Molte di queste gated community che arrivano ad accogliere nella generalità dei casi oltre cinquemila persone possono anche essere sono concepite come
retirement village ossia complessi residenziali per accogliere ed ospitare anziani pensionati autosufficienti: la Florida ha creato un business unico al mondo attorno a queste realtà. In Europa abbiamo il Portogallo, con la
regione dell’Algarve che ha fatto copia e incolla. Le comunità sono chiuse su se stesse per definizione: per acquistare una proprietà immobiliare (villetta indipendente, appartamento, casa a schiera) dovete essere ammessi dal consiglio di amministrazione della community,
presentare determinate credenziali personali e avere referenze professionali, questo con lo scopo di proteggere e tutelare chi ha già scelto di viverci prima di voi quanto chi ha deciso di effettuare eventualmente un investimento immobiliare. Cosi facendo si evita ad esempio che possano entrare come residenti in pianta stabile nella comunità persone generalmente non gradite alla moltitudine. L’approccio può sembrare discriminatorio o a sfondo razzista in realtà rappresenta tanto una forma di difesa quanto una espressione di libertà assoluta ossia
voglio essere libero di scegliere con chi vivere e di chi avere a fianco come vicino di casa. Questa è la motivazione principale che spinge ad effettuare queste scelte di vita radicali. Come italiani invece siamo ormai da più di tre anni che abbiamo persone all’interno delle nostre farlocche istituzioni che
decidono per voi proclamandosi detentori della verità assoluta ed obbligandovi ad accettare la ricchezza culturale (chiamiamola cosi) di genti disperate che arrivano nel nostro paese con la certezza di andare alla
fiera della cuccagna.
Molti lettori mi scrivono chiedendo dove possono andare a vivere via dall’Italia per scappare da questo contesto delirante, tuttavia la risposta non è data da una nazione in sé ma dal come vorrete vivere all’interno di quel paese prescelto.

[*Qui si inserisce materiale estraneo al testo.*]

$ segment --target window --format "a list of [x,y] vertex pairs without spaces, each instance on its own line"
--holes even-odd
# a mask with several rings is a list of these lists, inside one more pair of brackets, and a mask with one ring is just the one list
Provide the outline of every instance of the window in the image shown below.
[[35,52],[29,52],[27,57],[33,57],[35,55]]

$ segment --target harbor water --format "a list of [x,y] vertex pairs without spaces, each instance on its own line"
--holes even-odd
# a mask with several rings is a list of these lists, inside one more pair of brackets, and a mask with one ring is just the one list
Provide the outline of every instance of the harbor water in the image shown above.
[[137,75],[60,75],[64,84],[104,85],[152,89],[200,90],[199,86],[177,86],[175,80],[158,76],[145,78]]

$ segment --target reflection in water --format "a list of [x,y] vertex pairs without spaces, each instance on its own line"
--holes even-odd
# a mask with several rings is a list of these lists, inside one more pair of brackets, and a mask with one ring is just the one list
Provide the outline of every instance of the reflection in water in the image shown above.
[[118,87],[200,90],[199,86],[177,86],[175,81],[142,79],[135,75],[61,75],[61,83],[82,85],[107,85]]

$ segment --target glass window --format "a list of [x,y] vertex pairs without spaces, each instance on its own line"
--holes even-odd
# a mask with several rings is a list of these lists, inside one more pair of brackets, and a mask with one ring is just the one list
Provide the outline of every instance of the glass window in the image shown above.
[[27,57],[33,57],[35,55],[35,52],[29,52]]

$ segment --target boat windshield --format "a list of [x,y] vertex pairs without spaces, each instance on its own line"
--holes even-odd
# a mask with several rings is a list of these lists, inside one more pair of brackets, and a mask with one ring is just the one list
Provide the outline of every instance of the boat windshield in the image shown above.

L’escalation di terrorismo islamico ed una voluta immigrazione/invasione non controllata sono appena all’inizio. In questi termini la gated community (leggasi fortezza wasp) specie se avete figli ancora in tenera età, vi potrà aiutare a superare questa epoca di follia generazionale nella consapevolezza che il futuro difficilmente potrà essere migliore di adesso.